At each iterations : 
- reset the model
- train the model
- predict values using X_train
- compute the MSE of training and testing sets.
- store the new mse in a list

In [80]:
import numpy as np
from sklearn.ensemble import GradientBoostingRegressor
from sklearn.metrics import mean_squared_error

train_mse_list = []
test_mse_list = []

n_values = range(10, 5001, 500)

for n in n_values:
    gbr = GradientBoostingRegressor(n_estimators=n, random_state=42, learning_rate=0.9)
    gbr.fit(X_train, y_train)
    
    y_train_pred = gbr.predict(X_train)
    y_test_pred = gbr.predict(X_test)
    
    train_mse = mean_squared_error(y_train, y_train_pred)
    test_mse = mean_squared_error(y_test, y_test_pred)
    
    train_mse_list.append(train_mse)
    test_mse_list.append(test_mse)

print("Train Mse List:", train_mse_list)
print("Test MSE List", test_mse_list)


Train Mse List: [24900265403.045895, 2642910036.7235513, 1714951804.5456243, 1347137093.6456645, 1123658219.4902635, 980054214.079703, 870449542.6805058, 790274641.7104548, 727668333.3559362, 676643477.1991563]
Test MSE List [36270377836.394585, 29080060409.367813, 29838110944.647663, 30364928452.448296, 30835294146.469265, 30956960570.527138, 31187318951.929432, 31324542978.3002, 31474616756.81985, 31753731920.67865]


### 10 : In one figure, plot both train and test MSE evolution, with respect to the model complexity (i.e. n) 

In [79]:
import plotly.graph_objects as go

# Create the figure
fig4 = go.Figure()
n_values_list = list(range(10,5001,500))
# Add the train MSE trace
fig4.add_trace(go.Scatter(
    x=n_values_list, 
    y=train_mse_list, 
    mode='lines+markers', 
    name='Train MSE',
    line=dict(color='blue'),
    marker=dict(symbol='circle')
))

# Add the test MSE trace
fig4.add_trace(go.Scatter(
    x=n_values_list, 
    y=test_mse_list, 
    mode='lines+markers', 
    name='Test MSE',
    line=dict(color='red'),
    marker=dict(symbol='x')
))

# Add titles and labels
fig4.update_layout(
    title='Train and Test MSE vs.
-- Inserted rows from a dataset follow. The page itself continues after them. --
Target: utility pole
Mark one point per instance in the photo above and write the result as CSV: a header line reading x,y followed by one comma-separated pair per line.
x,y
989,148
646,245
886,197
Model Complexity',
    xaxis_title='Number of Estimators (n)',
    yaxis_title='Mean Squared Error (MSE)',
    legend_title='MSE Type',
    template='plotly_white'
)

# Show the plot
fig4.show()


### 11 : What can you observe ?

#### Overfitting Trend
##### The Train MSE decreases consistently as the number of estimators (n) increases, showing that the model is fitting the training data better.
##### The Test MSE, however, does not improve significantly and even increases slightly, suggesting that the model is overfitting to the training data.

#### Initial Improvement and Diminishing Returns
##### At the beginning (lower values of n), the Test MSE decreases slightly, but after a certain point, it stops improving.
##### After about n = 500, the Test MSE remains high and even starts increasing slightly, indicating that adding more estimators does not generalize well.

#### High Learning Rate (0.9) Might be Too Aggressive

##### Gradient Boosting models typically use smaller learning rates (e.g., 0.01 or 0.1). A high learning rate of 0.9 might cause overfitting and instability, making the model too sensitive to noise.


### 12 (Bonus) : In your opinion, what could we change in the code to improve our model fit ? 

#### Reduce the learning rate (e.g., 0.1) and increase the number of estimators.
#### Use early stopping (monitor validation MSE to stop training when the model starts overfitting).
#### Use regularization (min_samples_split, min_samples_leaf, max_depth).